Fahmy mengatakan, Pertamina bisa memperoleh keuntungan dari penjualan pertalite, pertamax, dan premium. Keuntungan penjualan dari BBM jenis lainnya itulah yang dimanfaatkan untuk menutupi potential loss.
“Itu baru jualan di sektor hilir. Pertamina, kan, juga mempunyai usaha-usaha lain di sektor hulu dengan jumlah besar. Pemerintah memberikan juga blok-blok migas terminasi, seperti Blok Mahakam atau Blok Rokan untuk dikelola Pertamina,” katanya.

Fahmy menilai keuangan Pertamina tidak akan tergerus signifikan.
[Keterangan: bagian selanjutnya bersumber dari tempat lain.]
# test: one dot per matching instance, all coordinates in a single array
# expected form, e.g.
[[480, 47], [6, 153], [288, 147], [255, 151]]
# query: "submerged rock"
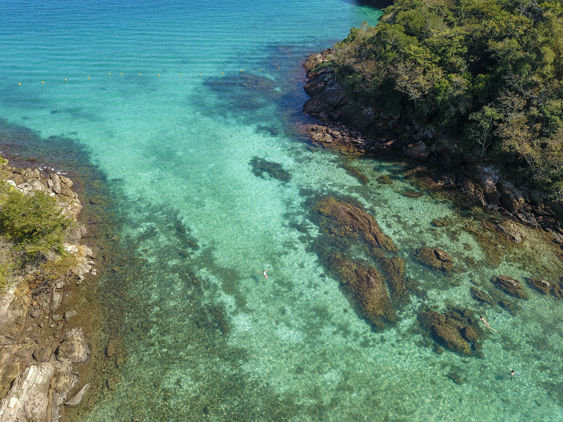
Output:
[[546, 287], [509, 229], [394, 269], [480, 296], [435, 258], [274, 170], [453, 333], [74, 348], [510, 286], [77, 399], [348, 220]]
Sebaliknya, Pertamina tetap memperoleh keuntungan dari keseluruhan pendapatan hulu dan hilir.
“Pertamina masih mencatat keuntungan, tapi memang tidak sebesar kalau menaikkan harga premium,” katanya.
Sementara itu, pengamat energi dari Universitas Indonesia Iwa Garniwa beranggapan pemerintah harus mempunyai kebijakan tidak merugikan Pertamina. Dia mengatakan, pada 2017 laba BUMN migas terbesar RI ini pun merosot 23% dibanding tahun sebelumnya, yakni USD2,41 miliar dari USD3,15 miliar yang pernah dicapai pada tahun sebelumnya. (Nanang wijayanto/Koran Sindo)
(Feb)
(Rani Hardjanti)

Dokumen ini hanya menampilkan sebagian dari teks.